This project consists of a data pipeline which extracts Spotify data using the Spotify Web API to store it as .csv file which is then uploaded to Amazon S3. The most recent file is then extracted from S3 and ingested into and RDS, and for that PostgreSQL is ran locally. Airflow with Docker is used to orchestrate the data pipeling where DAGs are used. This project is to be extended to include PowerBI to have a visual dashboard of the data.
Spotify Web API for the extraction of data, which enables the creation of applications that can interact with Spotify's streaming service, such as retrieving content metadata, getting recommendations, creating and managing playlists, or controlling playback, for our case getting recently played songs.
Extraction of the data required Access Token
which is a total different process but How to Authenticate and use Spotify Web API this can be helpful to extract the access token. Make sure that the Access Token
has a time period and it has to be refreshed 3600s.
A .json
file is extracted which is then transformed into a Pandas
DataFrame and then saved as a .csv
file into the local machine. This file is then loaded into S3
where all the file based on their timestamp are saved.
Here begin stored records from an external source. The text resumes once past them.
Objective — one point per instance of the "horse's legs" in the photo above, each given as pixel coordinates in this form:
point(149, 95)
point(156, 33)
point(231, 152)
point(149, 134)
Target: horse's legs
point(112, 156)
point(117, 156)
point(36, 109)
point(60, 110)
This whole process requires S3 access and secret key, the process for which this post can be helpful.
After this most recent file from S3 is downloaded which is then loaded into PostgreSQL database within a table.
This whole ETL pipeline is orchestrated with Airflow launched using Docker. Each of the ETL task and defined as operators (object) in a DAG encapsulating the ETL jobs as seen below:
This project will be extended to include a visual dashboad, probably PowerBI just to visually see the data what the data entails visually.